Offen times youll need a full finish pack jamb around the door and have to max yer casing reveal just to cover the old drywall casing edge.

GL.


----------



## troubleseeker (Sep 24, 2006)

Joewho said:


> I'm just a painter, but I asked a carpenter over to a customers house to look at a sliding door that they want changed out to a french door.
> 
> He measured the opening at 6'0" and said a stud had to come out.
> 
> ...


----------



## Tom R (Jun 1, 2004)

troubleseeker said:


> Be careful of the "stud that has to come out", it is probably the jack stud under the header. If so, you will need to remove this stud from both sides of the RO, and replace them with a piece of 1 x 4 to support the header, and still gain the extra 1 1/2" you need.



Although that method would work, it would be better done on a Saturday or Sunday, as it would surely be illegal between the hours of 8 A.M. to 4:30 P.M. on weekdays :whistling


----------



## JustaFramer (Jan 21, 2005)

I agree with Tom. 1x4 for jacks on 6 ft span is dangerous.


----------



## dayspring (Mar 4, 2006)

Some door companies offer Retro fit door units that are smaller in size than the norm

This link has one 5-11 1/2 that requires a 6' rough opening

http://www.integritywindows.com/media/documents/ADM/Chap%209%20Swing%20Doors.pdf


----------



## Teetorbilt (Feb 12, 2004)

Here, they have beefed up the jambs and retro-ing most doors prior to the '80's can be a serious problem.


----------



## beerisgoodfood (Mar 16, 2007)

Theyve been double trimmering any opening over 4'6 for a long time now.

Toss in all the other strapping and rediculous crap its way over kill.

The question of trimmers goes back to the house itself.

Youd be suprised how those old houses held up without all this bullsh^t.

Ya pull a double trimmer and replace the overkill with a 1x4 you better yell timber because its all coming crashing down.

Just like WT7 it would dissinagrate at freefall speed.


----------



## thom (Nov 3, 2006)

beerisgoodfood said:


> Theyve been double trimmering any opening over 4'6 for a long time now.

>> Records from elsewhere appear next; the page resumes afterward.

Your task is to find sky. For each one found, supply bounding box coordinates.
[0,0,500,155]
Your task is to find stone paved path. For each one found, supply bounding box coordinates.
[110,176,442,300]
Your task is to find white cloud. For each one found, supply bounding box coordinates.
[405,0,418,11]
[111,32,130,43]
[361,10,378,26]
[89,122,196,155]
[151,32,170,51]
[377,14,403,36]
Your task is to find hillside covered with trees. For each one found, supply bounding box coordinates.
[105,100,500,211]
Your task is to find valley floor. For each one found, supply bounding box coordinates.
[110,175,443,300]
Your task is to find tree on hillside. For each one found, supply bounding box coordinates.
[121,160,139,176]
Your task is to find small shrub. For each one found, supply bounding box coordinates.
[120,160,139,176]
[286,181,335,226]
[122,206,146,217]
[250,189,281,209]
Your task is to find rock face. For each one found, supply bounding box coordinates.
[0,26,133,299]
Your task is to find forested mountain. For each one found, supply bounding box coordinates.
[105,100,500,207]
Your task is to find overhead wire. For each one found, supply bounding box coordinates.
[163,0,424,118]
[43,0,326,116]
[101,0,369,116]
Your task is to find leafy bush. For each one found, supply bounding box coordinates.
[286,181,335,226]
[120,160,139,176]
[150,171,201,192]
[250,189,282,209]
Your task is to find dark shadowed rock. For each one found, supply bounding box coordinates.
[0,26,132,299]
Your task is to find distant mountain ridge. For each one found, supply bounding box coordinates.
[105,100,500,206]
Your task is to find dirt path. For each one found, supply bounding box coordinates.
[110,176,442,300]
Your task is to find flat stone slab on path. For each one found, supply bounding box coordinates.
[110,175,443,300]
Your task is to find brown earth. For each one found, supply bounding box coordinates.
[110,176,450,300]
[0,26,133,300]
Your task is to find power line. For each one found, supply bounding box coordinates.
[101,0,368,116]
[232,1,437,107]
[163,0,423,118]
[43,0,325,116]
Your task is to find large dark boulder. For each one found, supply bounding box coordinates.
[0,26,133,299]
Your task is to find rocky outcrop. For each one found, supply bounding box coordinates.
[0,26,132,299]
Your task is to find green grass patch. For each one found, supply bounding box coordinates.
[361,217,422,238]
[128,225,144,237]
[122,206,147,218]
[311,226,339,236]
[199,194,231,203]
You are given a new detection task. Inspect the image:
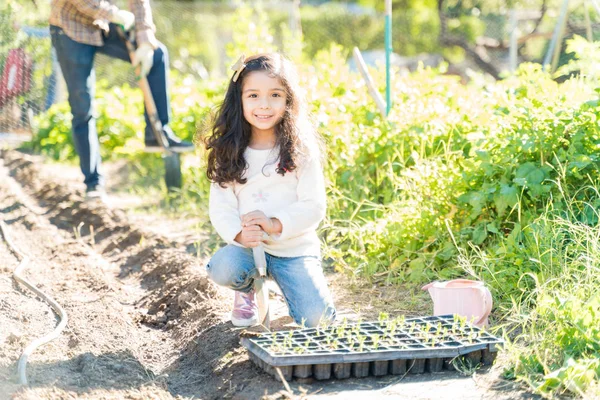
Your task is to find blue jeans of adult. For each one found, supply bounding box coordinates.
[50,24,173,188]
[206,244,336,327]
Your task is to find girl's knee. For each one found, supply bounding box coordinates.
[206,246,250,289]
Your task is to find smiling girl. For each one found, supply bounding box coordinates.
[205,54,335,326]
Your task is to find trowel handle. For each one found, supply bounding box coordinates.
[252,244,267,276]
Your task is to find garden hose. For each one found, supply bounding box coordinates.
[0,219,68,385]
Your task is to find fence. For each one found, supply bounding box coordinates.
[0,0,598,138]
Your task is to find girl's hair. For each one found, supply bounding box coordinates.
[204,53,319,186]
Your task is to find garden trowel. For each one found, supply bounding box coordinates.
[117,27,182,190]
[252,244,271,330]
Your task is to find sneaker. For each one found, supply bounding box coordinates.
[85,186,106,203]
[144,137,194,153]
[231,290,258,326]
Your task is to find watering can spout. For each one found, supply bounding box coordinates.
[421,279,492,327]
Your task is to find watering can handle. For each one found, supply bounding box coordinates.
[475,285,493,326]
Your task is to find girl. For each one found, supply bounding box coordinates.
[205,54,335,326]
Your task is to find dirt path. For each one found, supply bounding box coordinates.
[0,151,526,399]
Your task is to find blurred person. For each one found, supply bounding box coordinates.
[50,0,194,200]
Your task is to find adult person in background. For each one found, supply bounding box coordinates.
[50,0,194,200]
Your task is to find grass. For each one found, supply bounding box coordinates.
[463,186,600,398]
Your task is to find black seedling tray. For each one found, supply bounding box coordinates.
[241,315,503,379]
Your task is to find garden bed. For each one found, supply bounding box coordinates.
[241,315,503,380]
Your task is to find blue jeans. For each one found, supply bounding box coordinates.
[50,24,173,188]
[206,244,335,327]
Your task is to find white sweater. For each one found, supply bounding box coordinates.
[209,147,326,257]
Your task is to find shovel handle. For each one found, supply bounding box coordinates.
[252,244,271,330]
[117,26,170,152]
[252,244,267,277]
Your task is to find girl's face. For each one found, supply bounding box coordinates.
[242,71,286,140]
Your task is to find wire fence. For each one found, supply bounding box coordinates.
[0,0,598,139]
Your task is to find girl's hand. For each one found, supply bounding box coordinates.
[242,210,283,235]
[234,225,263,248]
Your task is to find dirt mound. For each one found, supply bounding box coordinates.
[0,151,280,398]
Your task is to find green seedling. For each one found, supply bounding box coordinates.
[358,335,367,352]
[379,312,390,328]
[371,335,381,350]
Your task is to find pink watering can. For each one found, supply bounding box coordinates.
[421,279,492,327]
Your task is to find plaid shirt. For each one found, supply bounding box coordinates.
[50,0,158,49]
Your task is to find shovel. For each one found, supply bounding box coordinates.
[252,244,271,330]
[117,27,181,190]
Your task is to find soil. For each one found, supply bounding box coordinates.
[0,150,531,399]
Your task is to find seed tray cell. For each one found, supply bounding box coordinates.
[241,315,503,379]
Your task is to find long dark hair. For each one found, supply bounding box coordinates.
[204,53,316,186]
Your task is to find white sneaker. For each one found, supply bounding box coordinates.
[231,290,258,327]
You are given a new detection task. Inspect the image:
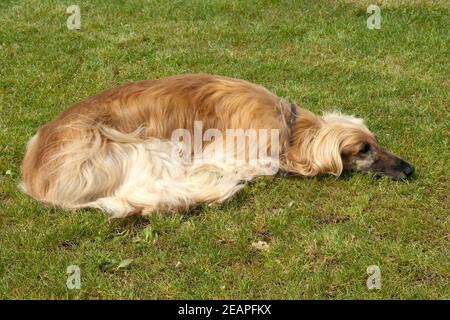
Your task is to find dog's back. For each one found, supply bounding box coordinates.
[22,75,288,215]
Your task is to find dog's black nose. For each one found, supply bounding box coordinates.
[403,164,414,177]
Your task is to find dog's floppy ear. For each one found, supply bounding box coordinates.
[285,123,343,177]
[310,125,344,176]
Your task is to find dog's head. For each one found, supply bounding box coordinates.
[318,113,414,180]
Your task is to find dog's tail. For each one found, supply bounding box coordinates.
[21,123,264,217]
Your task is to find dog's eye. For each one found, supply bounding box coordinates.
[359,143,370,154]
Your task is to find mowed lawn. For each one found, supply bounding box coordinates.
[0,0,450,299]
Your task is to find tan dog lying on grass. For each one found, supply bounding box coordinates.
[21,74,414,217]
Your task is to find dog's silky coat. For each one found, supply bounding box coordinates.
[22,74,413,217]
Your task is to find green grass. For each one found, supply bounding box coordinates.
[0,0,450,299]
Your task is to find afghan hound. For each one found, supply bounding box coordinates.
[21,74,414,218]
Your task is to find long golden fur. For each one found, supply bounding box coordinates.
[22,74,412,217]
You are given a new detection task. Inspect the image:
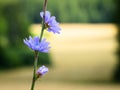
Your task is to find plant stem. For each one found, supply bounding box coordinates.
[31,0,47,90]
[31,51,38,90]
[40,0,47,42]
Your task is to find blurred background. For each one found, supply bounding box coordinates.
[0,0,120,90]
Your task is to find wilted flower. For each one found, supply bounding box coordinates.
[40,11,61,34]
[23,36,50,52]
[37,65,48,76]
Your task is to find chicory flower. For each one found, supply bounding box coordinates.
[40,11,61,34]
[23,36,50,53]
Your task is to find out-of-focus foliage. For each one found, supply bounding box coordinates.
[0,0,115,68]
[28,0,115,23]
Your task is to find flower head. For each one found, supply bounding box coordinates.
[40,11,61,34]
[23,36,50,52]
[37,65,48,76]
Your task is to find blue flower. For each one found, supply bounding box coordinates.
[40,11,61,34]
[37,65,48,76]
[23,36,50,53]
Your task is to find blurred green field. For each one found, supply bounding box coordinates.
[0,24,120,90]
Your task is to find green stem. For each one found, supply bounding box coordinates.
[40,0,47,42]
[40,20,45,42]
[31,51,38,90]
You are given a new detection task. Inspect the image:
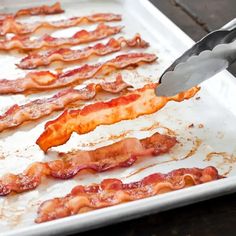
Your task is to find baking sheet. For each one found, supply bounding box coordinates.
[0,0,236,235]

It depends on what the wall is holding up. Duh. Does it support a second floor? a roof? or is it a gable end wall? What are the concentrated loads? Makes all the difference.


----------



## troubleseeker (Sep 24, 2006)

After renovating houses fo many years, I have seen many things done during different eras, and can tell you that there are tons of houses standing for 50 to 75 plus years with lots worse things than 1 x4 jacks under a 6' opening. It is going to take one hell of a point load condentrated on that 6' header to bow it enough for it to slip off of the 1 x4 jacks, and even more load to bow the jacks themselves if they are closely nailed off. And in the real world, how many of us, myself included ,are going to pull a permit to change a patio door?


----------